A few relevant quotes from the article:
Lee: What do you think about Tor? Do you think that everyone should be familiar with it, or do you think that it’s only a use-it-if-you-need-it thing?
Snowden: I think Tor is the most important privacy-enhancing technology project being used today. I use Tor personally all the time. We know it works from at least one anecdotal case that’s fairly familiar to most people at this point. That’s not to say that Tor is bulletproof. What Tor does is it provides a measure of security and allows you to disassociate your physical location…
But the basic idea, the concept of Tor that is so valuable, is that it’s run by volunteers. Anyone can create a new node on the network, whether it’s an entry node, a middle router, or an exit point, on the basis of their willingness to accept some risk. The voluntary nature of this network means that it is survivable, it’s resistant, it’s flexible.
Micah: [Tor Browser is a great way to selectively use Tor to look something up and not leave a trace that you did it. It can also help bypass censorship when you’re on a network where certain sites are blocked. If you want to get more involved, you can volunteer to run your own Tor node, as I do, and support the diversity of the Tor network.]…
Snowden: What we do need to protect are the facts of our activities, our beliefs, and our lives that could be used against us in manners that are contrary to our interests. So when we think about this for whistleblowers, for example, if you witnessed some kind of wrongdoing and you need to reveal this information, and you believe there are people that want to interfere with that, you need to think about how to compartmentalize that.
Tell no one who doesn’t need to know.
Micah: [Lindsay Mills, Snowden’s girlfriend of several years, didn’t know that he had been collecting documents to leak to journalists until she heard about it on the news, like everyone else.]

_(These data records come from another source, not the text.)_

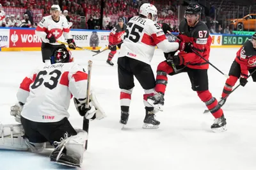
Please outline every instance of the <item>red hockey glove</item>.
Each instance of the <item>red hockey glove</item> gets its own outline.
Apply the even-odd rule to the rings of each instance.
[[[168,56],[166,59],[167,63],[170,65],[172,65],[172,61],[173,63],[175,65],[181,65],[184,63],[184,60],[182,56]]]
[[[75,43],[75,41],[72,38],[71,39],[68,39],[67,40],[67,42],[68,43],[68,48],[71,49],[76,50],[76,44]]]
[[[180,51],[184,51],[186,52],[191,52],[192,48],[193,48],[193,43],[191,42],[180,42],[179,43],[180,46],[179,47],[179,50]]]
[[[49,43],[56,43],[55,36],[52,33],[49,33],[46,36],[46,38],[49,40]]]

Snowden: When we talk about whistleblowers and what to do, you want to think about tools for protecting your identity, protecting the existence of the relationship from any type of conventional communication system. You want to use something like SecureDrop, over the Tor network, so there is no connection between the computer that you are using at the time — preferably with a non-persistent operating system like Tails, so you’ve left no forensic trace on the machine you’re using, which hopefully is a disposable machine that you can get rid of afterward, that can’t be found in a raid, that can’t be analyzed or anything like that — so that the only outcome of your operational activities are the stories reported by the journalists.
Micah: [SecureDrop is a whistleblower submission system. Here is a guide to using The Intercept’s SecureDrop server as safely as possible.]…

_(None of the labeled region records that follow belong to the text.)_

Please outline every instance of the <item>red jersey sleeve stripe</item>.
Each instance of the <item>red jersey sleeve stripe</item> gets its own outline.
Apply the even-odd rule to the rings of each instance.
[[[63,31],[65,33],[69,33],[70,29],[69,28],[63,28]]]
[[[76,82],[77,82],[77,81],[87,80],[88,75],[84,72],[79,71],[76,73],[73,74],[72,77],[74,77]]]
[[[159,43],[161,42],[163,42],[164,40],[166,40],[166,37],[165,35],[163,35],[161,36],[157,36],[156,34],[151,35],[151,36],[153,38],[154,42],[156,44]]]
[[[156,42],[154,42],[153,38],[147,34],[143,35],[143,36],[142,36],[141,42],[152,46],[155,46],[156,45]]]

On Simple and Practical Threat Modeling:
Snowden: …You can drive yourself crazy thinking about bugs in the walls and cameras in the ceiling. Or you can think about what are the most realistic threats in your current situation? And on that basis take some activity to mitigate the most realistic threats.
In that case, for most people, that’s going to be very simple things. That’s going to be using a safe browser. That’s going to be disabling scripts and active content…And making sure that your regular day-to-day communications are being selectively shared through encrypted means…
On How Cell Phones Track Us By Default:
Micah: People use smartphones a lot. What do you think about using a smartphone for secure communications?
Snowden: Something that people forget about cellphones in general, of any type, is that you’re leaving a permanent record of all of your physical locations as you move around. … The problem with cellphones is they’re basically always talking about you, even when you’re not using them. That’s not to say that everyone should burn their cellphones … but you have to think about the context for your usage. Are you carrying a device that, by virtue of simply having it on your person, places you in a historic record in a place that you don’t want to be associated with, even if it’s something as simple as your place of worship?